This is the course guidebook that accompanies the 36 lecture “Great Course” of the same name. It is essentially an abbreviated transcript of each lecture, some related reading, and some questions. (I watched the lectures, which is what I am reviewing here, and am using the book simply as an aide-memoire.)
This is fascinating. The first 24 lectures are on biochemistry: all the complex molecules and reaction pathways in living cells, that break down inputs, build up the molecules we need, along with producing and consuming chemical energy. On the one hand, there is a pile of unmemorable and complicated names. On the other hand, the diagrams show that the molecules in the pathways typically change just an atom or two, or a small group, at a time. This shows both the incremental nature of many of the pathways, and how nevertheless a small change can have a large effect. All the various processes are carefully regulated by other processes, and everything interacts. Nasty diseases occur when things go wrong.

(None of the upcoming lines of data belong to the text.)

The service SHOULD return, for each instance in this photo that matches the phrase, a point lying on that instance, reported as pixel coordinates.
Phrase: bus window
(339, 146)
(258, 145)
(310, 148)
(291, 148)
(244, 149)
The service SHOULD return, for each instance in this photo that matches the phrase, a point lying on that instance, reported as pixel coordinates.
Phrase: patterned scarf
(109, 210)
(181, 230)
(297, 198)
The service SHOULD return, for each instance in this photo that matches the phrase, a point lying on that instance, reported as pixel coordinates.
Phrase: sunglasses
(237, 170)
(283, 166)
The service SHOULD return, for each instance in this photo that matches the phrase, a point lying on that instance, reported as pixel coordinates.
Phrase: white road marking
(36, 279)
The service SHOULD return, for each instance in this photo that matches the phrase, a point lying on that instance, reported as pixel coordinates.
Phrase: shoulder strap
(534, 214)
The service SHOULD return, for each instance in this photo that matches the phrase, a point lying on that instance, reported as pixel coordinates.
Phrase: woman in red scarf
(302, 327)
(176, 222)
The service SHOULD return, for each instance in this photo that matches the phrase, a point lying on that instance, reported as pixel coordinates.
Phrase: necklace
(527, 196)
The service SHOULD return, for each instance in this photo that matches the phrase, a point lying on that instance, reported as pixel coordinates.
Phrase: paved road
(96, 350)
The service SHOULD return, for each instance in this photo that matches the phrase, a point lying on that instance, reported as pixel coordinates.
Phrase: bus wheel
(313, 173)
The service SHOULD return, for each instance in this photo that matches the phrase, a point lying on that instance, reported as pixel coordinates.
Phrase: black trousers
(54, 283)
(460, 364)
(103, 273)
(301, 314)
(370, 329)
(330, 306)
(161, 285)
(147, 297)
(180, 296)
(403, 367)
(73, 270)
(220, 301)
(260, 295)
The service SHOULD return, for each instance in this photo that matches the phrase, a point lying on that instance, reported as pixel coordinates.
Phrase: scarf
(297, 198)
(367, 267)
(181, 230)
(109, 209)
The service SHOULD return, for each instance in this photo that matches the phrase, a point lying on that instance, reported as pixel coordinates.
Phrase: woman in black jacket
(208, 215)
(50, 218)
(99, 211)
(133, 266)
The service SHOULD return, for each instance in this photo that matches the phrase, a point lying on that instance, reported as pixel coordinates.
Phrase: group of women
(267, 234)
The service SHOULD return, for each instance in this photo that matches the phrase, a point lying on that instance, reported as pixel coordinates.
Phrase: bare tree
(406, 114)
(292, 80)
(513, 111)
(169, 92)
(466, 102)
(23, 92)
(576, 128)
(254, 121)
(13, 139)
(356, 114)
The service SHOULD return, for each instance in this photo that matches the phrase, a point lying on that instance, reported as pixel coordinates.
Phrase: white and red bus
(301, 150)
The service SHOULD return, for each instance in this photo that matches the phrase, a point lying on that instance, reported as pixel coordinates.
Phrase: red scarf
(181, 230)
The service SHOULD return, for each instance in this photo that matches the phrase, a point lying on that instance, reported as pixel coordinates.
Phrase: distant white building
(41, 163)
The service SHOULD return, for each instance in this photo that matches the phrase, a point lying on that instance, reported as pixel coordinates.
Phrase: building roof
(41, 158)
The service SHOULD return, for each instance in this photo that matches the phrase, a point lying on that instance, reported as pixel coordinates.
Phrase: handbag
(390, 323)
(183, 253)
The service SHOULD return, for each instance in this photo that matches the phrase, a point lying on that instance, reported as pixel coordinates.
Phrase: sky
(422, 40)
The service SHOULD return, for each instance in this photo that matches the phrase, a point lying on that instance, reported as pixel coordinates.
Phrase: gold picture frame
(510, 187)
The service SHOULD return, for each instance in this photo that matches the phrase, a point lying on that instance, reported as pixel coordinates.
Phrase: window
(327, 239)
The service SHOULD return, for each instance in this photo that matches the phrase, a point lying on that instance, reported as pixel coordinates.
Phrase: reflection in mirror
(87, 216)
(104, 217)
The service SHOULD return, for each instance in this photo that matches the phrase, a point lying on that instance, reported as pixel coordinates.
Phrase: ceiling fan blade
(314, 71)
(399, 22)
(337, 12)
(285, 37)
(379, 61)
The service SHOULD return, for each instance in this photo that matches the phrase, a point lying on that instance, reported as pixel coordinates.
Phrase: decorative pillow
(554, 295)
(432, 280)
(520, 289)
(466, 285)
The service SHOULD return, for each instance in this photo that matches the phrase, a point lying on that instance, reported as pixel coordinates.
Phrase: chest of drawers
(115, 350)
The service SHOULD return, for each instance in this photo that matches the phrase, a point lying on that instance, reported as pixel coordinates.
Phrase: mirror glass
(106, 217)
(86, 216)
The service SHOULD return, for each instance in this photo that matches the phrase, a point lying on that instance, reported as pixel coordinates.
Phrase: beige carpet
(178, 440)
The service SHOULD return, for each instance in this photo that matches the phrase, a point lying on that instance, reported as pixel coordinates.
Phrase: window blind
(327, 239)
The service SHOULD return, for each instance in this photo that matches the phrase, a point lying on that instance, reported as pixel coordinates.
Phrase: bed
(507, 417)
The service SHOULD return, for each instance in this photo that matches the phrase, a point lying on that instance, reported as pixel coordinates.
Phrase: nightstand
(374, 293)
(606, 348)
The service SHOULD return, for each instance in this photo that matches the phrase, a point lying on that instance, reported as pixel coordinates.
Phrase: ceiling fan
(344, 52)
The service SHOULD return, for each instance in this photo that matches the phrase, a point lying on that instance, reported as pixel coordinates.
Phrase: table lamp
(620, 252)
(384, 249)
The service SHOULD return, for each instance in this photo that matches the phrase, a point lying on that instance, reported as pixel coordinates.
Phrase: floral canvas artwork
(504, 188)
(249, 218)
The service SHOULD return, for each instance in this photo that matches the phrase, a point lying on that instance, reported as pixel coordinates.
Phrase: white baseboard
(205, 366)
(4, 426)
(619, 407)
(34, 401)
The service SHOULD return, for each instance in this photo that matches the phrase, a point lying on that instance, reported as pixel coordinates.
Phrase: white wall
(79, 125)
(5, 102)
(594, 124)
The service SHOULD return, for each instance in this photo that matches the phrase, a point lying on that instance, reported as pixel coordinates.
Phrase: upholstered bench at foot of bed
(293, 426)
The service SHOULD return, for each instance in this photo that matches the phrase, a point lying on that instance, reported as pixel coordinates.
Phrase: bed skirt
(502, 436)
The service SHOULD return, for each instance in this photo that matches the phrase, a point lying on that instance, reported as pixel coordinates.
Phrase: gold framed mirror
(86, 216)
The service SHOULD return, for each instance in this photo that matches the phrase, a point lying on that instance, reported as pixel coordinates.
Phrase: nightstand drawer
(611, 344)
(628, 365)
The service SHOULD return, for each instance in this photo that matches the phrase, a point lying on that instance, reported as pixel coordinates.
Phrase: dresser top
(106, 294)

The final 12 lectures are on molecular biology: the chemistry of DNA, RNA and protein manufacture. This is even more complicated – the description of DNA replication is mind-blowing: the two strands are copied using completely different mechanisms because one of them has to be copied “backwards” – and everything has a bit more wiggle room. For example, I discovered that some of the tRNAs that translate from RNA triplets to protein amino acids have a “wobbly base” that isn’t one of the four standard RNA bases. Regulation of protein expression can happen in many places at many levels: the DNA is wound up and needs to be unravelled for the genes to be accessed for transcription; transcription factors (themselves proteins) promote and repress transcription; operons (clusters of related genes) are controlled together by a single promoter; different subsets of exons are expressed in different places and times as the “naive” mRNA is spliced to form the “mature” mRNA; mRNAs are degraded; and mature mRNA translation can be block. I expect there are more!
And these processes are fast, and expensive. To power it all, we manufacture our own body-weight of the energy molecule ATP every day, and degrade it again, in a ceaseless cycle.
I won’t remember all the chemical names (or the songs…). It did help having some background from a previous course on organic chemistry. What I will remember is the amazing complexity built from relative simplicity.